Car moi, si enthousiaste à écrire, je ne peux faire cela. Je préfère divaguer, me tromper, revenir en arrière. Tout n’est pas fixé. Mais c’est ce qui fait le charme de cette année. Don’t you think so ?


La pluie revient. Enfin. Je vais pouvoir de nouveau rêver. Chaque goutte de pluie à la fenêtre de mes rêves. Rêvons. Crions. Pleurons. Chantons. Aimons.

Mais que ce Dieu cesse de me regarder de si haut !

Il a créé l’homme. A lui d’en assumer la responsabilité !

Ce n’est pas moi qui supporterait ce poids si grand. K. n’a pu le supporter.

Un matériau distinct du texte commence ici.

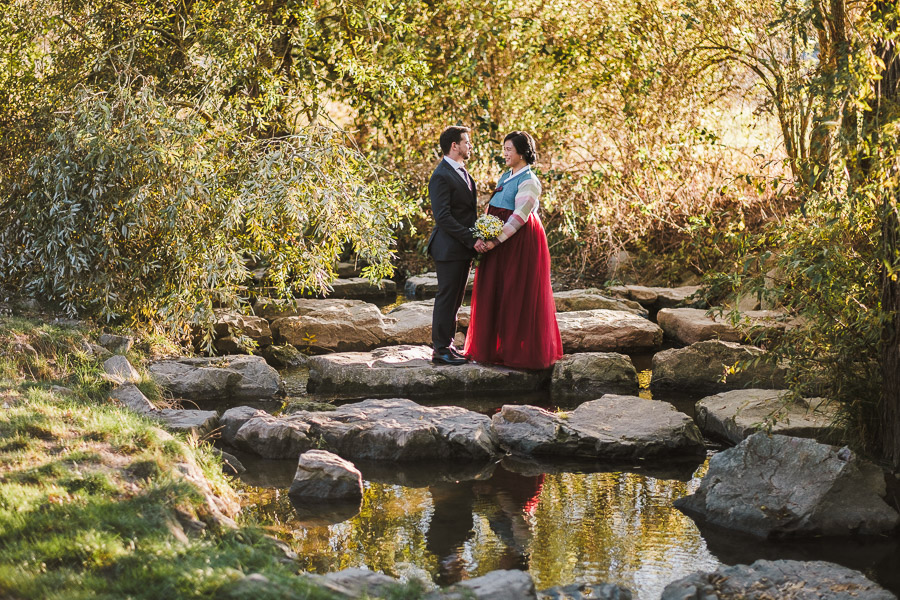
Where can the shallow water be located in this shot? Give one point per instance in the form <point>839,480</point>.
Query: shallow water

Cette après-midi, j’ai appris qu’une copine de lycée avait tenté de mettre fin à ses jours. C’est à ce moment que je me ressaisi, et que je comprends. Cette mort s’est approchée un peu plus tôt. Mais plus tôt, ou plus tard, le temps n’a plus d’importance devant les siècles écoulés.

Pourtant, elle, ( cette copine ) a bien un rôle à jouer sur cette foutue boule bleue ! Un rôle vis-à-vis de Dieu ? Pourquoi pas !

Ma totale incompréhension me poussera peut être à croire. La religion est tellement si présente dans les civilisations. Je suis donc ouvert à toute proposition, et si tu pouvais m’aider, je t’en remercierai.


Maintenant, il est temps de casser certaines images.

Un Guillaume tout aussi fragile que toi. Tout aussi timide. Car les apparences sont parfois trompeuses. Parfois. Est-ce le cas ? Je pense. Une timidité balayée parce que j’ai commencé le théâtre. Rencontré des gens différents : des chômeurs, des arables, des adultes, des comédiens, des lycéens.

Balayée parce que j’ai commencé à me trouver des vrais amis. Des gens en qui on a confiance.

Ouvrir certaines portes, avant qu’elles ne s’ouvrent elles-même. Comprendre. Agir dans le bon sens. Bouger.

Pour Oublier ?

Oui.

Car le spectre revient. Quand l’esprit revient à la raison. Peut-être ai-je besoin d’un compagnon de route, sur la longue voie de l’esprit. Trouver « un point d’ancrage ».

Et je suis poussé par cette plume. La cartouche se vide.

Je veux que tu t’accroches, à ce long navire.

Refuser les idiots, les hypocrites. Mais t’ouvrir à ce monde si merveilleux que j’essaye de frôler.

Confus !! Encore une fois. Mais la fatigue me guette. Enfin rencontrer des gens intéressants. Pour progresser ensemble. Cette lettre a l’allure d’un vieux testament, alors qu’il doit être la porte ouverte à tout.. TOUT.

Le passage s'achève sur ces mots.